People with schizophrenia are at considerably higher risk of cardiometabolic morbidity than the general population. Second-generation antipsychotic drugs contribute to that risk partly through their weight gain effects, exacerbating an already high burden of disease. While standard ‘as-randomized’ analyses of clinical trials provide valuable information, they ignore adherence patterns across treatment arms, confounding estimates of realized treatment exposure on outcome. We assess the effect of specific second-generation antipsychotics on weight gain, defined as at least a 7% increase in weight from randomization, using a Bayesian hierarchical model network meta-analysis with individual patient level data. Our data consisted of 14 randomized clinical trials contributing 5923 subjects (mean age = 39 [SD = 12]) assessing various combinations of olanzapine (n = 533), paliperidone (n = 3482), risperidone (n = 540), and placebo (n = 1368). The median time from randomization to dropout or trial completion was 6 weeks (range: 0–60 weeks). The unadjusted probability of weight gain in the placebo group was 4.8% across trials. For each 10 g chlorpromazine equivalent dose increase in olanzapine, the odds of weight gain increased by 5 (95% credible interval: 1.4, 5.3); the effect of risperidone (odds ratio = 1.6 [0.25, 9.1]) was estimated with considerable uncertainty but no different from paliperidone (odds ratio = 1.3 [1.2, 1.5]).

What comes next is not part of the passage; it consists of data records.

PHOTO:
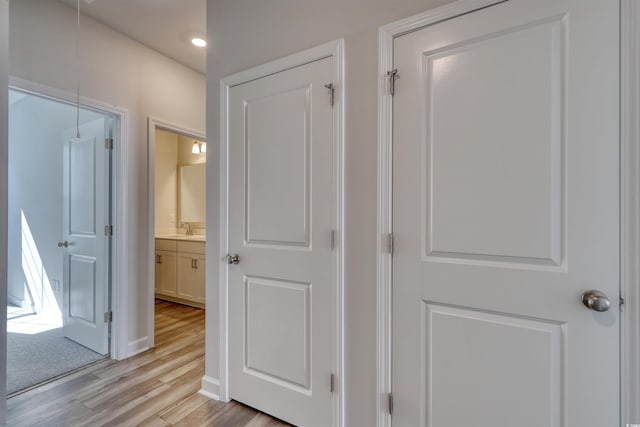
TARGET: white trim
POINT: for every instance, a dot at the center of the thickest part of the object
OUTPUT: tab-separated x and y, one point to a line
138	346
210	388
154	123
333	49
630	201
120	215
630	209
386	35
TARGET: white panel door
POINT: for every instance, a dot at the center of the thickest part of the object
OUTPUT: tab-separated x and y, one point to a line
85	214
505	210
282	292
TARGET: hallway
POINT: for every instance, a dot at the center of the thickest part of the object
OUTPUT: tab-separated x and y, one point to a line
156	388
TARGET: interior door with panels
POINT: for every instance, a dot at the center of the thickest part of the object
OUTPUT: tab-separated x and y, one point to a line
282	288
86	244
505	212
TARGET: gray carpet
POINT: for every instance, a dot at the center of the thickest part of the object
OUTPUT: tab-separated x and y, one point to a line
32	359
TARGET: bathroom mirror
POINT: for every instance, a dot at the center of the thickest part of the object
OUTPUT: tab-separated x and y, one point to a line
191	194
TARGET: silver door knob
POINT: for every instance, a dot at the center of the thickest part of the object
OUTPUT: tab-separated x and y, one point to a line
233	259
596	300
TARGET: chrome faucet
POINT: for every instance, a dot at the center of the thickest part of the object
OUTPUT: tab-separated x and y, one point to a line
187	227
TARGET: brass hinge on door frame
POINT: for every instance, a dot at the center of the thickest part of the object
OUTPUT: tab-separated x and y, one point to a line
332	93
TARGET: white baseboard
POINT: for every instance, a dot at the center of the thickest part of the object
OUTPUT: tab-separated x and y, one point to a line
210	388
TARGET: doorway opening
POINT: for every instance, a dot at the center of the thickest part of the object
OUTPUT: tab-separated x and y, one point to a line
177	181
60	205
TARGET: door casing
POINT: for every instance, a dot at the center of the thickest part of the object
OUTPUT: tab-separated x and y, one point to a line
120	216
153	124
219	388
630	208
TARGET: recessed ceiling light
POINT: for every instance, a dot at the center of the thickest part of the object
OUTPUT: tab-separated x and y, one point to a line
199	42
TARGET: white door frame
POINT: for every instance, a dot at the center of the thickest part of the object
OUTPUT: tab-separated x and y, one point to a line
119	213
333	49
630	203
153	124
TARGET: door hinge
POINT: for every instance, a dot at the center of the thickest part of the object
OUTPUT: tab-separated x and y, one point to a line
332	93
392	76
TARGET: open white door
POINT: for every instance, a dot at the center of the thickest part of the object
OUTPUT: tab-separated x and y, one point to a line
85	241
505	212
282	292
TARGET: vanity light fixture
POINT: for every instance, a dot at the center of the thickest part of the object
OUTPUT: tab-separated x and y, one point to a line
198	42
198	147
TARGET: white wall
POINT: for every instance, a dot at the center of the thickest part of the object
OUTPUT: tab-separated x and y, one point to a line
4	55
36	128
123	73
171	150
246	33
166	187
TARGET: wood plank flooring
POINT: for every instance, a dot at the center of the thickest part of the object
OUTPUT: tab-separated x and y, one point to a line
155	388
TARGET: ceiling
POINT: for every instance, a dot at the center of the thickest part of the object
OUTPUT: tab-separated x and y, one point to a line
163	25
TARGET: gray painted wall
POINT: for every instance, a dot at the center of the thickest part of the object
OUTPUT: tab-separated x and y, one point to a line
4	58
247	33
118	71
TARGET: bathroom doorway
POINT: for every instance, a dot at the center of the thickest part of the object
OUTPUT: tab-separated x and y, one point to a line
60	162
177	220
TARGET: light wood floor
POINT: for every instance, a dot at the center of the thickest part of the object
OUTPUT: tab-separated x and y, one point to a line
156	388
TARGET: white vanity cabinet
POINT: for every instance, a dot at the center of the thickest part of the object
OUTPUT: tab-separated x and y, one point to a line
180	271
165	267
190	281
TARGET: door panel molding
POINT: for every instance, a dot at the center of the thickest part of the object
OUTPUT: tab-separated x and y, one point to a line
630	206
219	388
386	35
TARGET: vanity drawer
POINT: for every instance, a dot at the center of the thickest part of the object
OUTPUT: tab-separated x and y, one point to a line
165	245
191	247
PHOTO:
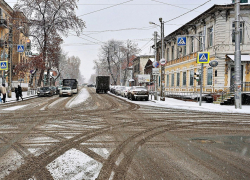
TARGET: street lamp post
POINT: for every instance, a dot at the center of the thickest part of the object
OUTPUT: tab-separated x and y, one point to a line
162	57
119	59
9	35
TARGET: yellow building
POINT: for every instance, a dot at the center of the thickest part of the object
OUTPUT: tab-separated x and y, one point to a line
219	39
13	32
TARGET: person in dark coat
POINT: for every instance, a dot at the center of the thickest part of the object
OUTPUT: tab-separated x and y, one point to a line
20	92
3	91
17	94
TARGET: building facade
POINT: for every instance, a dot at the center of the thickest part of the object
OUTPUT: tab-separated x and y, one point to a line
139	64
13	32
219	39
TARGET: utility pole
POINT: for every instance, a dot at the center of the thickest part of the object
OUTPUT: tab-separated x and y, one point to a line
237	57
203	49
162	57
10	62
155	76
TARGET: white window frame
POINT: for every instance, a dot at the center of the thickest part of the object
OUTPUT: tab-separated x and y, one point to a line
210	36
242	25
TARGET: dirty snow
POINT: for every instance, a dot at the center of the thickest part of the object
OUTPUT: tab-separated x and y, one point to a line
74	165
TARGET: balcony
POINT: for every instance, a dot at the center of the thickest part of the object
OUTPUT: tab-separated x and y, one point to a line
3	23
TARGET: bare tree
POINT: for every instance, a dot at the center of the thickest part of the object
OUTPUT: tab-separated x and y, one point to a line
115	55
47	18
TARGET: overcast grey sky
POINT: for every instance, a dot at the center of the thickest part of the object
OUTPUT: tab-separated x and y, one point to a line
126	19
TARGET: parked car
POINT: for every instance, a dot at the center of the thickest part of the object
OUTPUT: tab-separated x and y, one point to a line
125	90
115	89
53	89
112	89
118	90
58	88
45	91
138	92
66	91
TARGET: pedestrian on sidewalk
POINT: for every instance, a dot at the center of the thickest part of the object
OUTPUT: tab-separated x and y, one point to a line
17	94
3	90
20	92
0	97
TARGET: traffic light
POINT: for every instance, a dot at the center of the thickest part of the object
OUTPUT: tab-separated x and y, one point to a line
6	73
13	69
28	45
197	76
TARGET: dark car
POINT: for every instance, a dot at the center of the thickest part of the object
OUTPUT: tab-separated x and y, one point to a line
138	93
45	91
54	89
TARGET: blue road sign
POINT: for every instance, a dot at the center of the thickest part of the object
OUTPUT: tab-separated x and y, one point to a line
20	48
181	41
3	65
203	57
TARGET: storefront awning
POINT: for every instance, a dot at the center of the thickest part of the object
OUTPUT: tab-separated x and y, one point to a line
243	57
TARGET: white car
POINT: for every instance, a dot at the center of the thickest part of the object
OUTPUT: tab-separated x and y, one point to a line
65	91
124	91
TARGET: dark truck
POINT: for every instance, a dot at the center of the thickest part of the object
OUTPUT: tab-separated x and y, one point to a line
102	84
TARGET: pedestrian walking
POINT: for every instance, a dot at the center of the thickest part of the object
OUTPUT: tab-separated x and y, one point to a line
20	92
0	96
17	94
3	90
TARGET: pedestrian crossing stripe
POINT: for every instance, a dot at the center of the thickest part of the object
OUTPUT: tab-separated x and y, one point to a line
203	57
181	41
4	65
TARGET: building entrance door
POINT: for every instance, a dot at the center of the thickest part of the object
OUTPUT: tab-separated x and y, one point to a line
232	78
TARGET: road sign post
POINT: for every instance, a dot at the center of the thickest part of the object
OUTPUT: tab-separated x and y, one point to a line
20	48
181	41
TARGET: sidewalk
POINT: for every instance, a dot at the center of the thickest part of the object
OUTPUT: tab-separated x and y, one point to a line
26	95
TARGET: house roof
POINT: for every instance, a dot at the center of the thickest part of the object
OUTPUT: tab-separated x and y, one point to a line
199	18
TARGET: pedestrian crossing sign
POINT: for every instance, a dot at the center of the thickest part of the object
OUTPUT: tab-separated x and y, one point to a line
3	65
181	41
203	57
20	48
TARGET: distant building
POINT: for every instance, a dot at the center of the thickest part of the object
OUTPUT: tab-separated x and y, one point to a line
219	41
139	64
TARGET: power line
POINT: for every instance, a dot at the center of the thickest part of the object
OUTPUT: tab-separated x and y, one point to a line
187	12
171	5
105	8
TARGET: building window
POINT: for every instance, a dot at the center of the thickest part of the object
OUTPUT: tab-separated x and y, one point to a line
210	36
241	32
200	41
191	82
178	79
172	80
209	76
184	77
192	44
167	54
172	52
168	80
184	51
199	81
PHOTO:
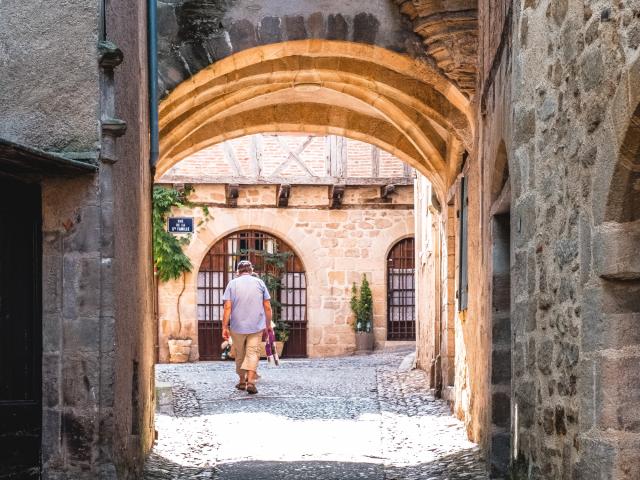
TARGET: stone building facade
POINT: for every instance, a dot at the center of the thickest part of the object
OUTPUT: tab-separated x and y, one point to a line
523	116
337	243
557	117
81	405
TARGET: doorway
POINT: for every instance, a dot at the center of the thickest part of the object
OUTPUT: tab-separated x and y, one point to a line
21	326
401	296
269	255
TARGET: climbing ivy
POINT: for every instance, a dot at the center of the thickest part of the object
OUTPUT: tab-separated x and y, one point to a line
274	268
169	259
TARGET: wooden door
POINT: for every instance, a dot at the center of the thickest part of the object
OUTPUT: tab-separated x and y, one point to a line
218	268
21	327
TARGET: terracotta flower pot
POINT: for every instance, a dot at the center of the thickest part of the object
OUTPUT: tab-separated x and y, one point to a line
364	342
179	350
263	353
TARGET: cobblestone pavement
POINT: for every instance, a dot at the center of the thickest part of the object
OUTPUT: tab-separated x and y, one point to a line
340	418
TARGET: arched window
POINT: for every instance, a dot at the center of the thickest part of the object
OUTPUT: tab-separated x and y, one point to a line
401	299
268	254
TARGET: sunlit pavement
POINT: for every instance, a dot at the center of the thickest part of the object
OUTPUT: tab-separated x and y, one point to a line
341	418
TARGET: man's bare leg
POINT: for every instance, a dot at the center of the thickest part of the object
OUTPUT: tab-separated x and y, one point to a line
251	381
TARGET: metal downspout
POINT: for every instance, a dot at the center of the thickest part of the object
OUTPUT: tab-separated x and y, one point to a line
152	52
152	67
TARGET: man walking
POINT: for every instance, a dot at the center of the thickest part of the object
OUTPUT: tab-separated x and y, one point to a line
247	307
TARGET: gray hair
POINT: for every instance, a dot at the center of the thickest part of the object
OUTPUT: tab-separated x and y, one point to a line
244	266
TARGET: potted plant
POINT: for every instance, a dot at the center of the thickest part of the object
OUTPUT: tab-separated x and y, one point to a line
362	307
274	267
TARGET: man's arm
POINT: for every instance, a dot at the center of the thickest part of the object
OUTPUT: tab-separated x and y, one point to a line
226	317
268	313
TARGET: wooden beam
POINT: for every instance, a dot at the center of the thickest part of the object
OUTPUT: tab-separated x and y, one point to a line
407	170
292	180
386	191
256	148
338	156
284	191
232	193
230	157
294	156
336	194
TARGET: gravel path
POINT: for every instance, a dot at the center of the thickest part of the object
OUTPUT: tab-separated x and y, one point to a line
339	418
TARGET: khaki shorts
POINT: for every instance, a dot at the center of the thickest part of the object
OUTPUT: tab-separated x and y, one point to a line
247	349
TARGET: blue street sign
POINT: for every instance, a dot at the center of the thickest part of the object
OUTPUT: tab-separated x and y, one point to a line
180	225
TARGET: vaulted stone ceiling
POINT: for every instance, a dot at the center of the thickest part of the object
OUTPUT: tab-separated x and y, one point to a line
450	32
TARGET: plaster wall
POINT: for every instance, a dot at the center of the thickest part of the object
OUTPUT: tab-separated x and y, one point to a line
96	269
194	35
134	293
336	247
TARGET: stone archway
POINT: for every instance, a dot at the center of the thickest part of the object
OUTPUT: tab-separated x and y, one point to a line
194	34
608	388
361	91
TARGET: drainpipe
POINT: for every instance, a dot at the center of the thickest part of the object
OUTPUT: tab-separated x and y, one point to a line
152	67
152	52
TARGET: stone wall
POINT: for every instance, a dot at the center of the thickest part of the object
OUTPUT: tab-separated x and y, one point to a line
574	66
336	247
97	304
194	35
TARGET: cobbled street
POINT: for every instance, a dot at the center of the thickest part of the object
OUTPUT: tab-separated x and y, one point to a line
340	418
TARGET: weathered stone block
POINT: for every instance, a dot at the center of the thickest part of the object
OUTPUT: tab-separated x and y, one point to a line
545	356
501	367
316	26
294	27
80	380
51	423
164	398
218	47
337	27
524	220
596	460
500	449
617	393
78	430
616	250
365	28
500	409
81	286
195	56
602	330
50	380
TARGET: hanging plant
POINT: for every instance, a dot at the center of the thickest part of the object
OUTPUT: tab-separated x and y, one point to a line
169	259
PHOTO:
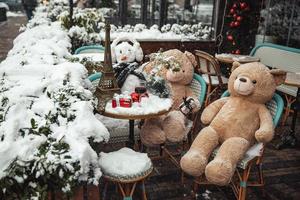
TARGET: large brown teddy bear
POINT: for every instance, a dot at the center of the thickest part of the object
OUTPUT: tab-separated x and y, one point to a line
234	122
171	127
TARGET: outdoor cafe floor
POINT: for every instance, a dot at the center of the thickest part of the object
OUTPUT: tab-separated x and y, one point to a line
281	172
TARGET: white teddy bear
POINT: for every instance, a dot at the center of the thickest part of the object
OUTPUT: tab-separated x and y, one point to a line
126	57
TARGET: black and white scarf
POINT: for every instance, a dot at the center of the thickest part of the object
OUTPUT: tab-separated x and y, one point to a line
123	70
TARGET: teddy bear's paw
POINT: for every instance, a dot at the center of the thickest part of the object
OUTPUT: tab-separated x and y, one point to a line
219	172
193	163
264	136
174	127
152	136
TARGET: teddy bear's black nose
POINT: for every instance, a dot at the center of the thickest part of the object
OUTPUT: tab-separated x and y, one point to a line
243	80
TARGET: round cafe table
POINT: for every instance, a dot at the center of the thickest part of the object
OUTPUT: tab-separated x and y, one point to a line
292	79
135	113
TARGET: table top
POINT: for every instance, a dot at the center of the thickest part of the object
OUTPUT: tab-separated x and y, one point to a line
292	79
230	58
96	57
148	108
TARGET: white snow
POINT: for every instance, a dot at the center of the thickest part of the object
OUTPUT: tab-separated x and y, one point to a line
4	5
151	105
124	162
167	33
96	57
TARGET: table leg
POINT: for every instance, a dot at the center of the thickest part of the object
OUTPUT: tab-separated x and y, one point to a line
131	141
290	139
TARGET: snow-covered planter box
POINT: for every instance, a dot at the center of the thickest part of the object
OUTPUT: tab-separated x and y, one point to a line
47	124
3	9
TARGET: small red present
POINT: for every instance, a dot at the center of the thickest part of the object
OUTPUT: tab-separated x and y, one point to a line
122	100
139	93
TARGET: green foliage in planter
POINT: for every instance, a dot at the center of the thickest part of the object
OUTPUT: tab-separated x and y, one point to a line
51	167
91	66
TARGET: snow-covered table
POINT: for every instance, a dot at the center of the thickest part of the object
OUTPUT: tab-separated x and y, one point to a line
148	108
230	58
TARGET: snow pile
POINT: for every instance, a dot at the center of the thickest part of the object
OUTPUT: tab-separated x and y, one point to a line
151	105
46	116
168	32
124	162
43	44
15	14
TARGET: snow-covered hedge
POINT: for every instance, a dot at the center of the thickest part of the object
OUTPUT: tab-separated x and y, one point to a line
46	117
168	32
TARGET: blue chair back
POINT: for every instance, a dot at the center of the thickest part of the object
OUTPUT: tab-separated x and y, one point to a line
275	106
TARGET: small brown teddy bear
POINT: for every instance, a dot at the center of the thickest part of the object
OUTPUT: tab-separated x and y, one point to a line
234	123
172	126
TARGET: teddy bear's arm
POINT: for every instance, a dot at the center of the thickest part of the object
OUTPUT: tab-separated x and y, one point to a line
265	132
212	110
189	93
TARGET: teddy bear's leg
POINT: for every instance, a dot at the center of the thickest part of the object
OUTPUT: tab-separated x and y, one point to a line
174	126
152	133
195	160
220	170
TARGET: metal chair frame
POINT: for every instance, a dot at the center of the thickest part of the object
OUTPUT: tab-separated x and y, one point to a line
211	68
164	151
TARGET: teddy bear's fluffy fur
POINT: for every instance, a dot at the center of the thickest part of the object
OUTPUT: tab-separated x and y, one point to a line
171	127
235	123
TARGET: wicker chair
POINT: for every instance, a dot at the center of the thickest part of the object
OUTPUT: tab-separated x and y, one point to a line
252	160
209	68
198	86
90	49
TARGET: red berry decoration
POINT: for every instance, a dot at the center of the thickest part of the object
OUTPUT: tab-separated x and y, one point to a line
236	24
243	5
229	37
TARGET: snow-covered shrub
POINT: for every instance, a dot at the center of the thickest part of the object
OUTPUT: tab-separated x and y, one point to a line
167	32
46	118
84	28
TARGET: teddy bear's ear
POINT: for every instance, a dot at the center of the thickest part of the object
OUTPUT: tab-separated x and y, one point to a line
113	52
139	55
235	65
192	58
279	76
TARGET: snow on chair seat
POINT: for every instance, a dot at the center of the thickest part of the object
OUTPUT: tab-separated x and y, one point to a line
126	168
125	164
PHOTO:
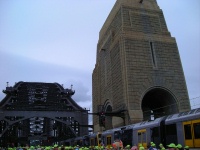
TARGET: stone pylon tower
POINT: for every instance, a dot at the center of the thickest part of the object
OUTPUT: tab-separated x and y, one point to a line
138	67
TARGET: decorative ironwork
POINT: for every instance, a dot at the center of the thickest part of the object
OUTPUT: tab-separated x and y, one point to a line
40	111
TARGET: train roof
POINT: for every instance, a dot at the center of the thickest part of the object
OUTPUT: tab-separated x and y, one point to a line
183	116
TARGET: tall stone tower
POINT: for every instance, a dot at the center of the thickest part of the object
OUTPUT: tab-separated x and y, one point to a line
138	67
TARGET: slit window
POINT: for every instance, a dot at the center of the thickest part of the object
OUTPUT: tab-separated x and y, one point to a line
153	54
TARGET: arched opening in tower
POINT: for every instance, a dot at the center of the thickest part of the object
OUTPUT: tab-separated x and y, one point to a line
158	102
108	121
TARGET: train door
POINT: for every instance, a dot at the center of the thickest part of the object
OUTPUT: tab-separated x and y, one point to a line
192	133
108	141
92	142
142	137
98	139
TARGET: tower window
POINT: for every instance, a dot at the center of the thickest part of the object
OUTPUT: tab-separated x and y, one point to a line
153	54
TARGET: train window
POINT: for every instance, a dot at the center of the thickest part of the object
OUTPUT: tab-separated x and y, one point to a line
108	140
196	130
187	129
92	142
171	133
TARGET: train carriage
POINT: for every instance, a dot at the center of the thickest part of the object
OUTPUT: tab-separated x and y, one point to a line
184	128
181	128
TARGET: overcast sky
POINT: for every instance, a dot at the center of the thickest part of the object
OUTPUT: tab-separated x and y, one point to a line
56	40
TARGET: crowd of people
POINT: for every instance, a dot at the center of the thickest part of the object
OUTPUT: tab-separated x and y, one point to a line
117	145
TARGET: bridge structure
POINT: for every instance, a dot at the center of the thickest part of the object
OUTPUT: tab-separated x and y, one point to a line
40	113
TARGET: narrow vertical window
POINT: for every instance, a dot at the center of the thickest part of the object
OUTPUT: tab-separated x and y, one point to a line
153	54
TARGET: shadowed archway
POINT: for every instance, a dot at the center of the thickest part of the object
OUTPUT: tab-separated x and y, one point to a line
158	102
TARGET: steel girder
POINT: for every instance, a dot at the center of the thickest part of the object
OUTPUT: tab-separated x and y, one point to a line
35	110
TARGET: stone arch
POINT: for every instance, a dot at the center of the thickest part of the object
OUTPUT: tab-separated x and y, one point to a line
157	102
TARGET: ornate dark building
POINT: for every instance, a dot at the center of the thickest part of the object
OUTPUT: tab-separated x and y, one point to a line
138	69
44	113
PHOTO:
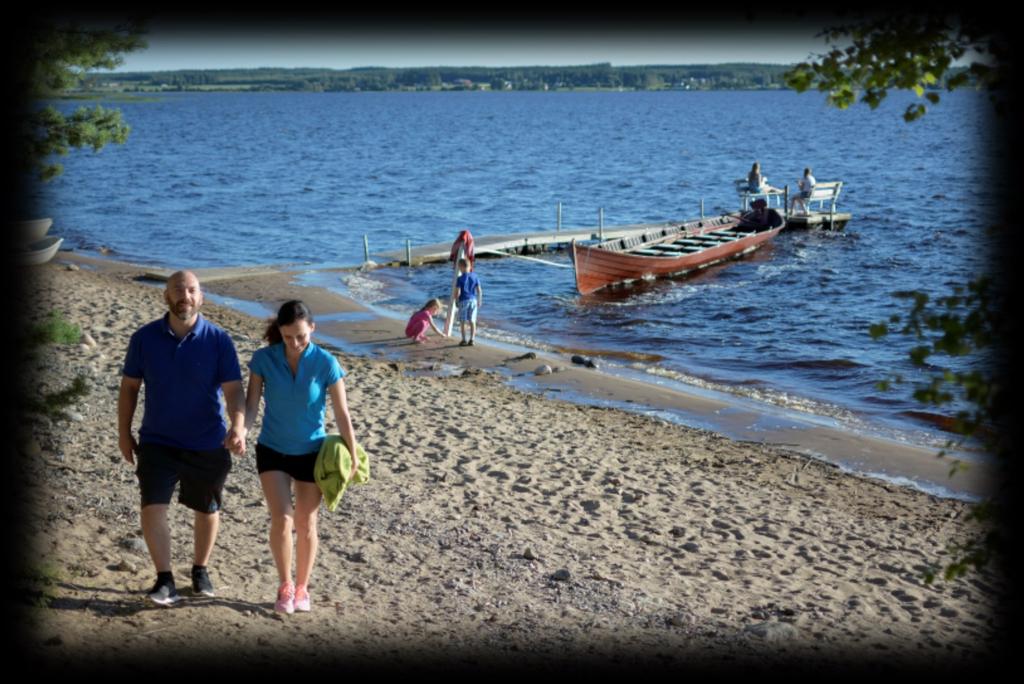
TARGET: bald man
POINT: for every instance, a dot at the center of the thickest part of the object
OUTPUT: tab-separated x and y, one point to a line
186	365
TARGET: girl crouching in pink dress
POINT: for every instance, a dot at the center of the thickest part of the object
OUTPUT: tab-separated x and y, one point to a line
423	319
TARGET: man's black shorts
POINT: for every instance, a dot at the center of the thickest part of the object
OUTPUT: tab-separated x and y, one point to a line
202	475
299	467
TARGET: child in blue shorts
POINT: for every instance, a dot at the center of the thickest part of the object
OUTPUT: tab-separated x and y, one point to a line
469	294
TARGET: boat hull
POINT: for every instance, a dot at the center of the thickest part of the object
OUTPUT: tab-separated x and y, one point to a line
40	252
597	266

与一般人群相比，精神分裂症患者发生心脏代谢疾病的风险要高得多。第二代抗精神病药物部分地通过其体重增加效应而导致这种风险，加剧了本已很高的疾病负担。尽管标准的“随机化”临床试验分析提供了有价值的信息，但它们忽略了各个治疗方案之间的依从性模式，混淆了实际治疗效果对结果的估计。我们使用具有个别患者水平数据的贝叶斯分层模型网络元分析，评估特定的第二代抗精神病药对体重增加的影响，体重增加被定义为随机化导致体重增加至少7％。n  = 533），帕潘立酮（n  = 3482），利培酮（n  = 540）和安慰剂（n  = 1368）。从随机分组到辍学或试验完成的中值时间为6周（范围：0-60周）。在整个试验中，安慰剂组体重增加的未经调整的概率为4.8％。奥氮平每增加10克氯丙嗪当量剂量，体重增加几率增加5（95％可信区间：1.4、5.3）；估计利培酮的作用（比值= 1.6 [0.25，9.1]）具有相当大的不确定性，但与帕潘立酮（比值= 1.3 [1.2，1.5]）没有区别。